Saya ditugaskan untuk mengajar IPA di kelas VIII yang merupakan bidang jurusan saya. Selain itu saya juga ditugaskan mengajar matematika di kelas VII dan untuk satu semester saya juga dibebankan mengajar bahasa inggris di kelas IX. Ya, saya mengajar 3 mata pelajaran. Kenapa? Sekolah ini memang memiliki guru yang cukup. Namun, guru yang sudah PNS, itu baru satu orang yaitu kepala sekolah. Wakil kepala sekolah dan guru-guru lainnya itu masih merupakan guru honor yang terkadang digaji sekali 3 bulan. Hal ini membuat guru tersebut terkadang malas untuk berangkat ke sekolah. Mereka lebih memilih mengurus kebun jika musim panen sudah datang untuk mencukupi kebutuhan keluarganya. Ya, bisa dikatakan dalam satu hari guru yang ada di sekolah itu Cuma 3 sampai 4 orang dari 11 orang guru yang terdaftar. Bahkan yang datang tepat waktu itu sangat jarang. Kebanyakan guru akan datang jam 8 bahakn jam 9 baru mereka hadir di sekolah. Sehingga banyak kelas yang gurunya belum hadir di pagi hari.
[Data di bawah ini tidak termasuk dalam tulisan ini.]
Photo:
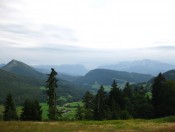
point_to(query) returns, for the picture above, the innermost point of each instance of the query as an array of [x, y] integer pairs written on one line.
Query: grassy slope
[[69, 115], [77, 126]]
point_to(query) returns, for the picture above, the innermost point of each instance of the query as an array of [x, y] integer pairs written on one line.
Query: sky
[[88, 32]]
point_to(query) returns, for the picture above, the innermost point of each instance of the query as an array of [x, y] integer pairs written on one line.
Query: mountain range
[[23, 81], [106, 77], [73, 70], [141, 66]]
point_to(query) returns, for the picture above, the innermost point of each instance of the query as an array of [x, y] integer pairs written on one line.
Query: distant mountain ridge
[[105, 77], [141, 66], [170, 75], [23, 69], [23, 81], [74, 69]]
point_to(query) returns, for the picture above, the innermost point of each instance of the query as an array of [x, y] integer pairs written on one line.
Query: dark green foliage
[[100, 105], [157, 99], [142, 106], [115, 101], [119, 104], [80, 113], [52, 97], [164, 100], [31, 111], [88, 101], [9, 109], [21, 87]]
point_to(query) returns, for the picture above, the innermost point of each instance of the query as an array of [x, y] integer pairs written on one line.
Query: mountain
[[74, 70], [20, 87], [141, 66], [1, 65], [23, 81], [23, 69], [170, 75], [106, 77]]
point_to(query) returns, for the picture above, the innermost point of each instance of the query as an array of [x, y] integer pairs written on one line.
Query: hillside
[[73, 70], [141, 66], [23, 81], [23, 69], [170, 75], [18, 86], [105, 77]]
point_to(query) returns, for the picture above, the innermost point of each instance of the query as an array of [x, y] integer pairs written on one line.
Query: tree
[[31, 111], [100, 105], [116, 102], [128, 102], [157, 89], [9, 112], [79, 113], [88, 101], [51, 85]]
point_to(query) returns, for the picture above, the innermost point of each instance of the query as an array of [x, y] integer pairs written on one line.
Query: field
[[157, 125]]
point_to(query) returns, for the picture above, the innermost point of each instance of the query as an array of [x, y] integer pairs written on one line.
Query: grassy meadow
[[157, 125], [166, 124]]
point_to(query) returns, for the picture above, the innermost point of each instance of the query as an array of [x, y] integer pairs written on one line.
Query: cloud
[[22, 36]]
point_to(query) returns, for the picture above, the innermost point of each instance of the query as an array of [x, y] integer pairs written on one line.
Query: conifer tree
[[100, 107], [51, 92], [115, 101], [157, 89], [9, 112], [79, 113], [88, 101]]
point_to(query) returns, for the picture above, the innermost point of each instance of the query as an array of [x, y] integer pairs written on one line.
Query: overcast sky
[[89, 32]]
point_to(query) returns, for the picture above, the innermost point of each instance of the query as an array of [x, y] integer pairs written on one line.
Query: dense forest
[[133, 101]]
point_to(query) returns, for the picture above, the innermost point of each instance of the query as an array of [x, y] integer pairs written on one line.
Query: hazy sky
[[90, 32]]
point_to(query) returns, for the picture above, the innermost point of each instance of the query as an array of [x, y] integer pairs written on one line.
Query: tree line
[[31, 110], [116, 104], [129, 102]]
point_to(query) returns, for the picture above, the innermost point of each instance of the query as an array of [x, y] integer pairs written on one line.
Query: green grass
[[69, 109], [86, 126]]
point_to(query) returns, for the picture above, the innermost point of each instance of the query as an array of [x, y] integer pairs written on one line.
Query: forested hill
[[105, 77], [23, 69], [170, 75], [22, 81], [19, 86]]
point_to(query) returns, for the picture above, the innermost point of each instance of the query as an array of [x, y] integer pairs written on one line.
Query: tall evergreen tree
[[100, 105], [115, 101], [9, 112], [128, 101], [79, 113], [157, 89], [51, 92], [88, 101], [31, 111]]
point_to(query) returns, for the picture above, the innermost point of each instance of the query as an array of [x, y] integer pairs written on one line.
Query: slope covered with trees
[[22, 81], [104, 76]]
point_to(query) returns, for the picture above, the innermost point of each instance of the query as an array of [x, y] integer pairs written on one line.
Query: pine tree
[[116, 102], [79, 113], [88, 101], [51, 92], [157, 89], [10, 110], [100, 105]]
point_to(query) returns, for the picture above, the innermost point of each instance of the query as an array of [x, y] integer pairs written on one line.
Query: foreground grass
[[158, 125]]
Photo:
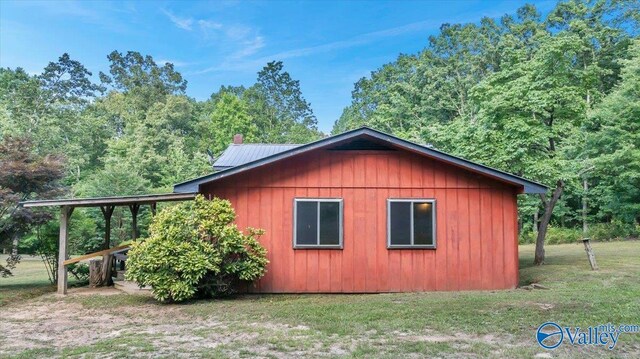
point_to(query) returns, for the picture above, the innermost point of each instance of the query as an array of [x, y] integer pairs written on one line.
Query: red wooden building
[[364, 211]]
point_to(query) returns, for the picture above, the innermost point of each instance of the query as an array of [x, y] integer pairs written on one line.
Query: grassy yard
[[441, 324], [30, 281]]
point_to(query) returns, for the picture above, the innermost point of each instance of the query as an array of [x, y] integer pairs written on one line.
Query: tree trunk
[[14, 245], [549, 204]]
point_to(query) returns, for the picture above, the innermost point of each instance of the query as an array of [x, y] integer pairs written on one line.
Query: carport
[[106, 205]]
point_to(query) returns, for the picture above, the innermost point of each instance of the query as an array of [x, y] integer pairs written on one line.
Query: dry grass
[[454, 324]]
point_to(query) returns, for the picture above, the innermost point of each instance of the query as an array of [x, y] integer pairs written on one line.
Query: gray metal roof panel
[[236, 155], [364, 132]]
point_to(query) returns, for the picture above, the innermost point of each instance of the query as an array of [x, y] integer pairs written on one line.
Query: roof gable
[[239, 154], [353, 140]]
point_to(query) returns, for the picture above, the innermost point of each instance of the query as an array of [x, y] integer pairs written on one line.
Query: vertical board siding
[[476, 224]]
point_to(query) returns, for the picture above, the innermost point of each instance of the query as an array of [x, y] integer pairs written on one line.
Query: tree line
[[552, 98], [134, 131]]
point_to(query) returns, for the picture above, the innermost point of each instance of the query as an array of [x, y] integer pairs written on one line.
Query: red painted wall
[[476, 223]]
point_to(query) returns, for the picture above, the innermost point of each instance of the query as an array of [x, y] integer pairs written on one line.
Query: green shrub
[[194, 249]]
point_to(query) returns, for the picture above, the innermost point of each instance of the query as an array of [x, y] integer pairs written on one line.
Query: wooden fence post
[[65, 214], [590, 255]]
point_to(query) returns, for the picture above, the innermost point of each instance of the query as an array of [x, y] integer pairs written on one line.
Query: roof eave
[[526, 186]]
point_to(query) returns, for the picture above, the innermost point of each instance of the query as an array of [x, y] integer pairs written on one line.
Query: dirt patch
[[143, 330]]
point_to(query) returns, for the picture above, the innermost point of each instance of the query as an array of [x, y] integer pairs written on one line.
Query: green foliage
[[613, 231], [230, 116], [195, 249], [553, 99]]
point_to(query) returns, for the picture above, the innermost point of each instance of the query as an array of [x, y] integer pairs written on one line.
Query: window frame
[[340, 245], [412, 230]]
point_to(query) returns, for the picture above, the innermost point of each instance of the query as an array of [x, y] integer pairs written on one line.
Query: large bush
[[194, 249]]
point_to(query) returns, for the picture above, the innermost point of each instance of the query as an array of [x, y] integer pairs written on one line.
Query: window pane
[[330, 223], [400, 229], [423, 223], [306, 223]]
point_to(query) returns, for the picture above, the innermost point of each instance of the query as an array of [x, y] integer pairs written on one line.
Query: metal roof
[[111, 201], [372, 135], [239, 154]]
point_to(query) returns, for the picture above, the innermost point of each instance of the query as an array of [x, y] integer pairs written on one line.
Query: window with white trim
[[317, 223], [411, 223]]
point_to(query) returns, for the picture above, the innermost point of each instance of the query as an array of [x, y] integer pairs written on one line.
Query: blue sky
[[326, 45]]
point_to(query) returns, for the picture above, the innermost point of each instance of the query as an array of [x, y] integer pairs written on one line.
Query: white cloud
[[180, 22], [250, 47], [176, 63], [358, 40], [208, 24]]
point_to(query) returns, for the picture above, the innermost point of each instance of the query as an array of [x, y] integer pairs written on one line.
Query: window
[[411, 223], [317, 223]]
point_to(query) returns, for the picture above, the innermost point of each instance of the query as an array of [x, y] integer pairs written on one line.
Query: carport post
[[65, 213]]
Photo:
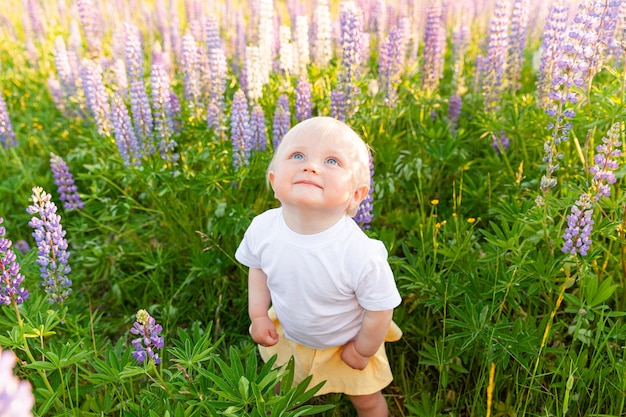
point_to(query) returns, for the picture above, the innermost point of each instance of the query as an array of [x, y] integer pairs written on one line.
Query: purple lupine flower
[[96, 95], [304, 105], [258, 128], [125, 137], [454, 110], [605, 163], [434, 39], [36, 20], [214, 116], [88, 19], [390, 59], [10, 277], [301, 43], [338, 106], [7, 135], [364, 214], [323, 34], [191, 88], [63, 179], [142, 115], [162, 109], [149, 340], [351, 41], [517, 43], [282, 120], [217, 70], [52, 253], [22, 246], [63, 67], [16, 396], [266, 40], [553, 37], [286, 50], [254, 76], [500, 143], [496, 55], [240, 130], [577, 235], [134, 52], [574, 70]]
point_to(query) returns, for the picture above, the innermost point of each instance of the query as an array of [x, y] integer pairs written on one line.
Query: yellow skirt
[[327, 365]]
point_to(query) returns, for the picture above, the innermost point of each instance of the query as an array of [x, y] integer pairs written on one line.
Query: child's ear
[[270, 178], [358, 196]]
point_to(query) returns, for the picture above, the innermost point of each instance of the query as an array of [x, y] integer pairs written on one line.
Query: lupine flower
[[16, 396], [10, 277], [125, 137], [258, 129], [35, 16], [605, 163], [282, 120], [500, 143], [517, 42], [162, 109], [63, 67], [63, 179], [266, 40], [87, 13], [496, 55], [52, 253], [217, 68], [323, 34], [577, 235], [149, 340], [454, 110], [432, 68], [351, 41], [553, 37], [304, 106], [96, 95], [364, 213], [213, 116], [139, 101], [390, 59], [286, 52], [254, 74], [22, 246], [574, 70], [191, 90], [7, 135], [338, 105], [240, 130], [303, 55]]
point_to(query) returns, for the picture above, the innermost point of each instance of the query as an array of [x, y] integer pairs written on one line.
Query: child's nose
[[310, 167]]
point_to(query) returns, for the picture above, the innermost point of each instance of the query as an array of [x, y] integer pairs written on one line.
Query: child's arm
[[262, 330], [357, 352]]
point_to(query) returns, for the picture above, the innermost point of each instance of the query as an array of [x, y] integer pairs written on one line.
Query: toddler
[[330, 287]]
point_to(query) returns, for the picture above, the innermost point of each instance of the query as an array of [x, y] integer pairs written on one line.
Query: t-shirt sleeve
[[376, 289], [246, 253]]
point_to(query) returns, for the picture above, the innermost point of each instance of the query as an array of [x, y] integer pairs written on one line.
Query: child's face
[[317, 174]]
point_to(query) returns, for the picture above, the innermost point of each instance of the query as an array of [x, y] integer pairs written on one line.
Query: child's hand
[[353, 358], [263, 331]]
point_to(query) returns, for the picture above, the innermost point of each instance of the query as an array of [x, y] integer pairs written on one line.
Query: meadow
[[134, 140]]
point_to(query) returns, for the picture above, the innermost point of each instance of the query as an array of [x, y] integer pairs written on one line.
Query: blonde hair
[[321, 127]]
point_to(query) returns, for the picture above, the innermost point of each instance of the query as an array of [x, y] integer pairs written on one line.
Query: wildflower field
[[134, 140]]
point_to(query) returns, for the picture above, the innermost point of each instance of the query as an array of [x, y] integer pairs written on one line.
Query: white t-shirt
[[320, 284]]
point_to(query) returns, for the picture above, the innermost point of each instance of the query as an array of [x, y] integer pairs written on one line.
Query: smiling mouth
[[310, 183]]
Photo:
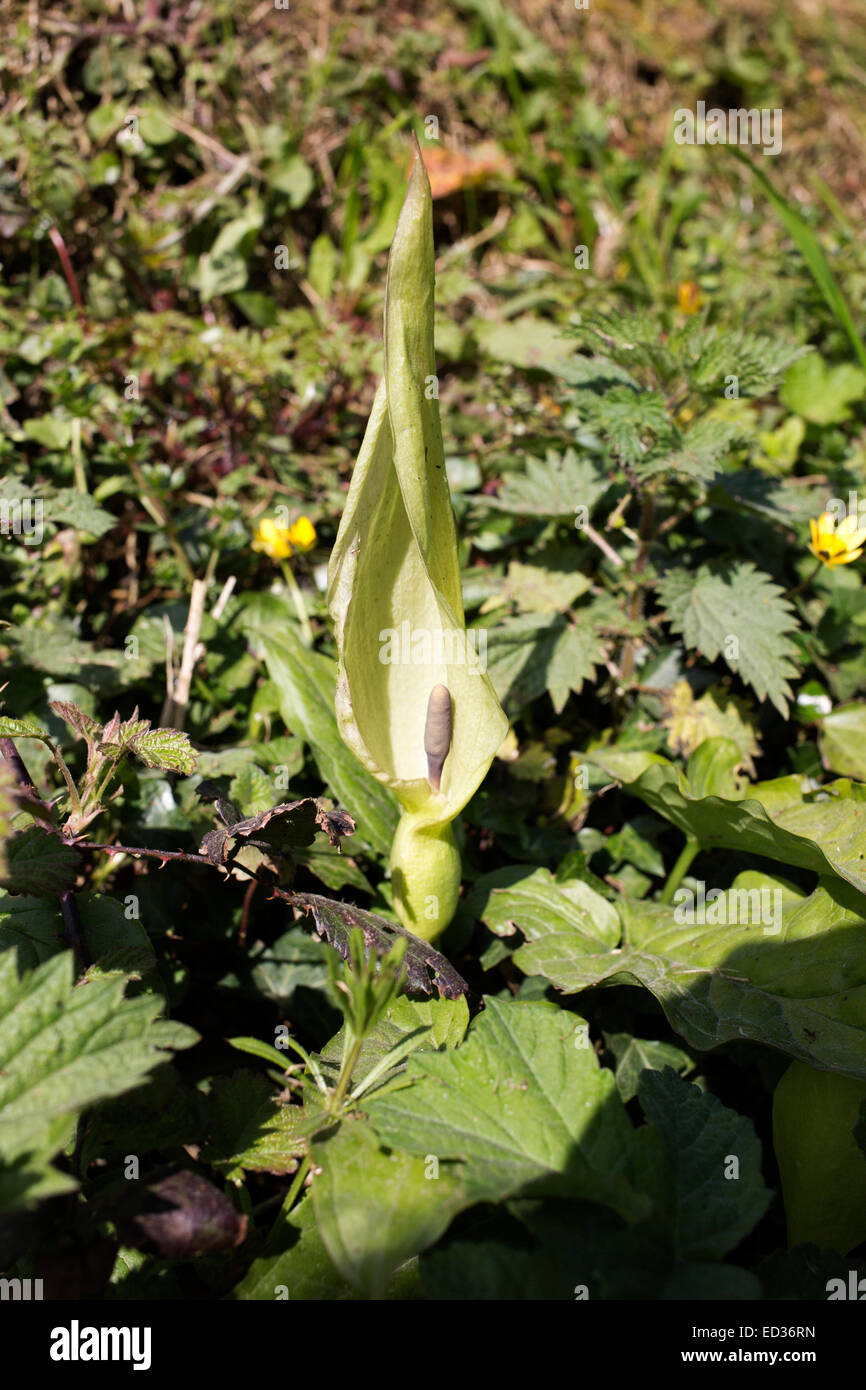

Beberapa siswa di sekolah belum bisa menggunakan Bahasa Indonesia, mereka lebih cendrung berbahasa daerah ketika belajar di sekolah. Hal ini membuat saya sedikit kewalahan pada awalnya. Saya harus cepat belajar menggunakan bahasa ende agar interaksi saya dengan siswa berjalan dengan lancar. Siswa tersebut juga turut membantu saya dalam belajar bahasa daerah mereka, mereka berebutan memberi tahu saya ketika jam istirahat sekolah, kata-kata yang sering mereka ucapkan sehari-hari, kemudian saya mencatatnya kedalam buku. Buku itu saya beri nama “Kamus Bahasa Ende”. Begitulah setiap harinya saya beraktivitas di sekolah yang di mulai dari jam 6 pagi. Hampir setiap hari saya membuka pintu sekolah dan memimpin apel pagi.